| Ableism and the Social Model of Disability: What Does it Have to do With Behavior Analysts?
|Sunday, May 29, 2022
|3:00 PM–3:50 PM
|Meeting Level 2; Room 253A-C
|Area: PCH; Domain: Theory
|Chair: Summer Bottini (May Institute)
|CE Instructor: Summer Bottini, Ph.D.
|Panelists: DOROTHEA C. LERMAN (University of Houston-Clear Lake), STEPHANIE PETERSON (Western Michigan University), ANDREW HALL (Pyles and Associates)
Recipients of behavior analytic services have traditionally been viewed through a medical model lens that treats deficits. Alternatively, a social model of disability views societal barriers and systemic biases as limiting people with disabilities’ ability to thrive and meet their own needs/wants. Some disciplines have increasingly acknowledged this social conceptualization of disability and begun to adopt more equitable language and practices across research and practice. In both research and practice, behavior analysts have generally have not ascribed to a social model of disability, perhaps contributing to ongoing negative perceptions of applied behavior analysis (ABA) in some communities. This panel will begin with a brief overview of terms and concepts relevant to equity in behavior analysis and disability research. Our panel will then discuss these concepts as they relate to ethical research and practice in ABA. Namely, the panel will (1) discuss the importance of considering these concepts as diversity issues in practice, (2) identify indicators of ableism in ABA research and discourse, and (3) consider how subtle ableism may influence behavior analytic interventions. Last, the panel will discuss initial steps behavior analysts may take to challenge their own assumptions and support equity for people with disabilities in our field.
|Instruction Level: Intermediate
Trainees, direct-care therapists, and active certified behavior analysts at the masters or doctoral level. Individuals that provide/supervise clinical services, consume research, and/or contribute to the empirical literature may benefit from this session.
|Learning Objectives: At the conclusion of the presentation, participants will be able to: (1) define ableism and the social model of disability as it relates to research and practice in behavior analysis; (2) identify behaviors and permanent products that reflect ableism in behavior analytic research; (3) state at least two behaviors that behavior analysts should engage in to promote ethical and equitable care of disabled people or those with developmental delays
|DOROTHEA C. LERMAN (University of Houston-Clear Lake)
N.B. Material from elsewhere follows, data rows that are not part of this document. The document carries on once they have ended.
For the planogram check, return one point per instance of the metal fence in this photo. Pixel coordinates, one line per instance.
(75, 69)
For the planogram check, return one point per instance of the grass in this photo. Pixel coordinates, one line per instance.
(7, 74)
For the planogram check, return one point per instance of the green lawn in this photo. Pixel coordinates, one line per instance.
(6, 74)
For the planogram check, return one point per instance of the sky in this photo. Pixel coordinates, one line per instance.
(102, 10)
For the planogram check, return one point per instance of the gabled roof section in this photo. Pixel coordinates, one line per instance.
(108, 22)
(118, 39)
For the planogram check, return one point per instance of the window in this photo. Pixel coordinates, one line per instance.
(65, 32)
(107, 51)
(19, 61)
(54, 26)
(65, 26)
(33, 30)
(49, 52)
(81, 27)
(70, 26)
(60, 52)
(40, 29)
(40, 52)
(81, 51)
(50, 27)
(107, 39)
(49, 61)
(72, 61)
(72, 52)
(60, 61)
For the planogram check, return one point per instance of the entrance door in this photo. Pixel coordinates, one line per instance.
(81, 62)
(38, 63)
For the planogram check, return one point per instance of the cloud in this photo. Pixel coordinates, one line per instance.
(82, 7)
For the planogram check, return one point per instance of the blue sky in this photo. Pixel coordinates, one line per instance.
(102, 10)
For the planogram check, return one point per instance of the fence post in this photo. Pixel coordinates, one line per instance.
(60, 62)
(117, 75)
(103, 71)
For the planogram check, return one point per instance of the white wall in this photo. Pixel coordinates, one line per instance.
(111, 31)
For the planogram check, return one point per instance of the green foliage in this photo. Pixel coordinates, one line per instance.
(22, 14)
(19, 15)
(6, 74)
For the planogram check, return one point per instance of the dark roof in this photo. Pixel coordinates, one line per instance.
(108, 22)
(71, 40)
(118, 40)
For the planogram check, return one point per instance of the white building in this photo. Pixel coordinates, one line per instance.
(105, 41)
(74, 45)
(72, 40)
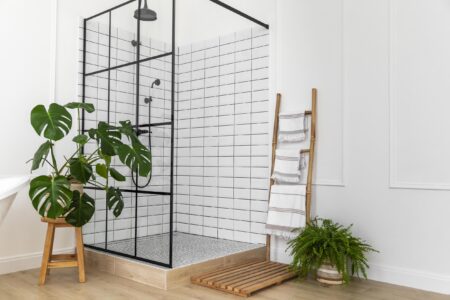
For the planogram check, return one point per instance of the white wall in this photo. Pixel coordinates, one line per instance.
(27, 79)
(382, 70)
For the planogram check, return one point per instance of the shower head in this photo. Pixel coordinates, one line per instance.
(157, 82)
(135, 43)
(145, 14)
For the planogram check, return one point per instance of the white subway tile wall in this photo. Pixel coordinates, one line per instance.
(221, 144)
(222, 163)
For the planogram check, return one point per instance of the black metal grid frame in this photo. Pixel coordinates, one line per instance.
(137, 62)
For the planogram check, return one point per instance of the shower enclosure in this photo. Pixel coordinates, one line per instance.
(202, 108)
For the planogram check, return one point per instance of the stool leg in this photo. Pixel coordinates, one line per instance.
(51, 247)
(47, 251)
(80, 254)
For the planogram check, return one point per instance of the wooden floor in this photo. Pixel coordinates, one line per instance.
(63, 284)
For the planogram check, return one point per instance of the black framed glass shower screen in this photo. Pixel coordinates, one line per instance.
(122, 59)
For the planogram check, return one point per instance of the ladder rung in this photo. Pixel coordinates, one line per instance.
(63, 264)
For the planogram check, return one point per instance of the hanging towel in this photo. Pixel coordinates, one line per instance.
(287, 166)
(286, 210)
(292, 127)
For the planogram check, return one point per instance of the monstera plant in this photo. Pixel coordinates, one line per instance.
(52, 195)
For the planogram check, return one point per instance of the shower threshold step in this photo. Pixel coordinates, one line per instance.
(193, 255)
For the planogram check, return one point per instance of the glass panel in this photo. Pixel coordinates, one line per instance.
(156, 36)
(123, 35)
(121, 230)
(97, 43)
(153, 241)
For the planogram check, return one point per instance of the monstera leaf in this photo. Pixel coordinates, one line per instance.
(41, 155)
(127, 129)
(79, 105)
(81, 210)
(102, 170)
(114, 199)
(116, 175)
(137, 157)
(108, 136)
(80, 169)
(50, 195)
(54, 124)
(81, 139)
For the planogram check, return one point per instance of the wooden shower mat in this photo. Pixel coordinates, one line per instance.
(243, 280)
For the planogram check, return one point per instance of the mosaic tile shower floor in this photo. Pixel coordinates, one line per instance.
(187, 248)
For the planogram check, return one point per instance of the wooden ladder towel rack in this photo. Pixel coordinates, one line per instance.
(244, 280)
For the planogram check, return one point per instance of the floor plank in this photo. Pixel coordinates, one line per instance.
(63, 284)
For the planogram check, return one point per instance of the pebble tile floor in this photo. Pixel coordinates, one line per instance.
(187, 248)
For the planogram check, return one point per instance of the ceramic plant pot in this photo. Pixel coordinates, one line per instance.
(328, 274)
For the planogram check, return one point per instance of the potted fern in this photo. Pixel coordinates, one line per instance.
(60, 193)
(330, 250)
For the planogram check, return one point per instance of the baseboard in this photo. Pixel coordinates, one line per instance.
(27, 261)
(433, 282)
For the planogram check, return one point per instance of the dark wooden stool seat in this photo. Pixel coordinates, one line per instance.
(50, 260)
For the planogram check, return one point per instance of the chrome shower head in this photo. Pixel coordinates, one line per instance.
(145, 14)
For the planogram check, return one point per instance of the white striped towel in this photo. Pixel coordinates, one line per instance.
(292, 127)
(286, 210)
(287, 166)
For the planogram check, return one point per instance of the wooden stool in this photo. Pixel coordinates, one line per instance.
(50, 260)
|Dorothea Lerman is currently a Professor of Behavior Analysis at the University of Houston - Clear Lake, where she chairs the master’s program in behavior analysis and serves as Director of the UHCL Center for Autism and Developmental Disabilities (CADD). She received her doctoral degree in Psychology from the University of Florida, specializing in behavior analysis. Her areas of expertise include autism, developmental disabilities, early intervention, functional analysis, teacher and parent training, and treatment of severe behavior disorders. She currently oversees several programs at CADD, including a focused intervention program for children with autism, a vocational program for adults with disabilities, a student support program for college students with autism, and a teacher training program for local school districts. Dr. Lerman has published more than 100 research articles and chapters, served as Editor-in-Chief for The Journal of Applied Behavior Analysis and Behavior Analysis in Practice and has secured more than $2 million in grants and contracts to support her work. She was the recipient of the 2007 Distinguished Contribution to Applied Behavioral Research Award and the 2001 B.F. Skinner Award for New Researchers, awarded by Division 25 of the American Psychological Association. She also was named a Fellow of the Association for Behavior Analysis-International in 2008. Dr. Lerman is a Licensed Behavior Analyst and a Board Certified Behavior Analyst.
|STEPHANIE PETERSON (Western Michigan University)
|Stephanie M. Peterson, Ph.D. is Associate Dean of the College of Arts and Sciences at Western Michigan University. She earned her doctorate in Special Education at The University of Iowa in 1994. She is also Professor of Psychology and the previous chair of the Department of Psychology. Previously, she taught at Gonzaga University, Utah State University, The Ohio State University, and Idaho State University. Her primary research interests are helping to decrease chronic severe behavior problems in children with developmental disabilities. Specifically, she studies choice making in the treatment of problem behavior, functional communication training, reinforcement-based interventions for children with problem behavior, concurrent schedules of reinforcement in the treatment of severe problem behavior, functional analysis of problem behavior, and teleconsultation. She also has interests in applications of behavior analysis to educational interventions and teacher/behavior analyst training. She has served on a variety of editorial boards, including the Journal of Applied Behavior Analysis and Behavior Analysis in Practice and is currently the editor of Behavior Analysis in Practice. She also served as a Senior Editor for Education and Treatment of Children for many years. She served two 3-year terms on the Board of Directors for the Behavior Analyst Certification Board and was appointed by the Governor of Michigan to the Michigan Board of Behavior Analysts, Michigan’s licensing board for behavior analysts. She served as the President of the Board for two years.